Is egg retrieval counted as a separate visit?
Yes. From both a practical and medical point of view, egg retrieval is a distinct stage and should be counted separately from control visits. It involves specific scheduling, preparation and procedural supervision.
Does embryo transfer always take place in the same cycle?
Not always. In some situations, I recommend fresh transfer, while in others it is safer or more appropriate to freeze the embryos and plan transfer later, depending on the clinical and biological context.
If I respond very well to treatment, does that mean I will have fewer check-ups?
Not necessarily. A good response may sometimes simplify the schedule, but a very intense response may require closer supervision. The number of visits does not reflect the “severity” of the case, but the need for correct decision-making.
Can I know from the beginning the exact number of visits?
I can offer a realistic estimate, but not a guaranteed fixed number. At the beginning, I establish a probable plan, and then I adjust it depending on how the ovaries, endometrium and hormonal profile evolve during the cycle.
After the pregnancy test, can another visit still be needed?
Yes. If the test is positive, a confirmation ultrasound and assessment of early progression usually follow. If the test is not positive, I consider a consultation to review the cycle important, in order to understand what happened and what adjustments are worth making next.

Dr. Andreas Vythoulkas’ Role in IVF Monitoring and the Decision-Making for Each Stage of an IVF Cycle
My role is not only to note follicle size or confirm a technical step. In IVF monitoring, I constantly assess whether the treatment remains appropriate for the patient’s profile and whether the timing of each decision is correct. This means correlating the medical history, the response to medication, the ultrasound findings, the relevant tests and the real objective of that specific cycle.
I consider it essential for the patient to understand why I request an additional check-up, why I sometimes keep the same protocol and other times change it, why I recommend egg retrieval at a specific moment and why, in some cases, I do not rush the transfer.
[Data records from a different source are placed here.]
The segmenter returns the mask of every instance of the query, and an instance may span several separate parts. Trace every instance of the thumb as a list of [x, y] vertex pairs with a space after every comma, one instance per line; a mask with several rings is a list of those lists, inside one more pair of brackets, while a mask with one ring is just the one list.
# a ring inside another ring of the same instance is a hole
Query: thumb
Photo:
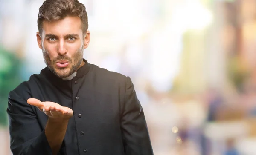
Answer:
[[42, 110], [43, 108], [45, 106], [45, 104], [44, 103], [40, 101], [36, 98], [29, 98], [28, 100], [27, 100], [27, 102], [31, 105], [35, 106], [37, 107], [40, 110]]

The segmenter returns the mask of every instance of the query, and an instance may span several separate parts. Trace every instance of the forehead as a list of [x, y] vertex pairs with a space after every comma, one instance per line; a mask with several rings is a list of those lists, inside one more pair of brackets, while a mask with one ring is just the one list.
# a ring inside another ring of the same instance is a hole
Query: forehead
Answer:
[[67, 17], [55, 21], [44, 21], [43, 34], [51, 34], [59, 36], [70, 34], [82, 34], [81, 24], [81, 20], [78, 17]]

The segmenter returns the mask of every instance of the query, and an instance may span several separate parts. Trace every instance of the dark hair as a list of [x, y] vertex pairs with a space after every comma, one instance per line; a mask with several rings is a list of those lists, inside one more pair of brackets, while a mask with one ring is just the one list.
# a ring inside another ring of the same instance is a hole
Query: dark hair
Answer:
[[84, 5], [77, 0], [47, 0], [39, 8], [38, 28], [40, 34], [44, 20], [50, 21], [62, 19], [70, 16], [79, 17], [84, 34], [88, 29], [88, 17]]

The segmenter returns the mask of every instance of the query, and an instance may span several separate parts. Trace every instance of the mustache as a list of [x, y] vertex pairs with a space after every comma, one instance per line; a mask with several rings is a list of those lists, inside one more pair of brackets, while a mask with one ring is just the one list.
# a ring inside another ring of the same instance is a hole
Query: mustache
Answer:
[[57, 57], [56, 57], [53, 60], [52, 62], [53, 62], [55, 63], [57, 62], [58, 61], [59, 61], [60, 60], [66, 60], [68, 61], [69, 62], [72, 61], [72, 59], [71, 59], [70, 57], [68, 57], [67, 55], [60, 55], [60, 56], [58, 56]]

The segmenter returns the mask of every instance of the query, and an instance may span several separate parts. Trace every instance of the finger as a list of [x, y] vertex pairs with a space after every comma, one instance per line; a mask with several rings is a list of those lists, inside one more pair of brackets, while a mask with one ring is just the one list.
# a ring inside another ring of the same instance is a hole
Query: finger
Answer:
[[55, 110], [59, 116], [61, 116], [63, 115], [64, 112], [62, 109], [59, 107], [55, 107]]
[[27, 100], [28, 104], [37, 107], [40, 110], [42, 110], [43, 108], [45, 106], [44, 103], [41, 102], [36, 98], [31, 98]]
[[58, 116], [58, 113], [56, 111], [55, 106], [50, 106], [50, 112], [52, 115], [52, 116]]
[[44, 113], [45, 114], [45, 115], [48, 115], [48, 116], [51, 117], [52, 116], [52, 115], [50, 112], [50, 107], [49, 106], [44, 107], [43, 109], [43, 111], [44, 112]]

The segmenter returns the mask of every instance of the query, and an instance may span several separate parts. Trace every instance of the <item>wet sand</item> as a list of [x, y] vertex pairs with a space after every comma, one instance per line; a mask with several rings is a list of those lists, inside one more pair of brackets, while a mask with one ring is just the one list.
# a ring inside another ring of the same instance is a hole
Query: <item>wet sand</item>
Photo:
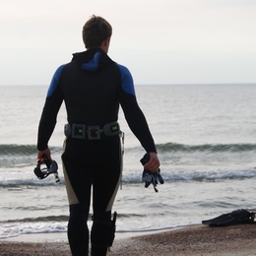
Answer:
[[[30, 241], [28, 237], [32, 236], [24, 237], [27, 238], [0, 240], [0, 255], [71, 256], [66, 238], [53, 241], [41, 237]], [[199, 224], [146, 235], [117, 237], [107, 255], [256, 256], [256, 225], [209, 227]]]

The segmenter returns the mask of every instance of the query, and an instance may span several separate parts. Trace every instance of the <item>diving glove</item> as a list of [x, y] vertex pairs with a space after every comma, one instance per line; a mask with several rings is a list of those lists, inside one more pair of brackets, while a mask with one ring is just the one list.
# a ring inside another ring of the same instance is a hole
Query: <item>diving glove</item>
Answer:
[[54, 174], [55, 181], [59, 182], [58, 164], [55, 160], [49, 160], [46, 156], [39, 158], [33, 173], [38, 179], [46, 178], [49, 174]]
[[[149, 160], [150, 160], [150, 157], [151, 155], [149, 153], [147, 153], [143, 159], [141, 159], [141, 163], [143, 165], [145, 165]], [[142, 181], [145, 182], [145, 187], [149, 187], [151, 184], [153, 185], [153, 188], [156, 192], [159, 192], [159, 190], [157, 189], [157, 185], [159, 184], [159, 182], [160, 184], [163, 184], [163, 178], [161, 177], [161, 175], [160, 174], [160, 169], [159, 168], [158, 171], [156, 172], [152, 172], [149, 169], [144, 169], [143, 173], [142, 173]]]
Well-conducted IVF monitoring means more than technical follow-up. It means personalized medical decision-making, clear communication and caution where biology does not follow a perfect pattern.
In my practice, this is also why I prefer to speak about the overall journey, not only about the procedure. The patient needs to know not only how many visits are likely, but also what value each of them has within the logic of the entire therapeutic cycle.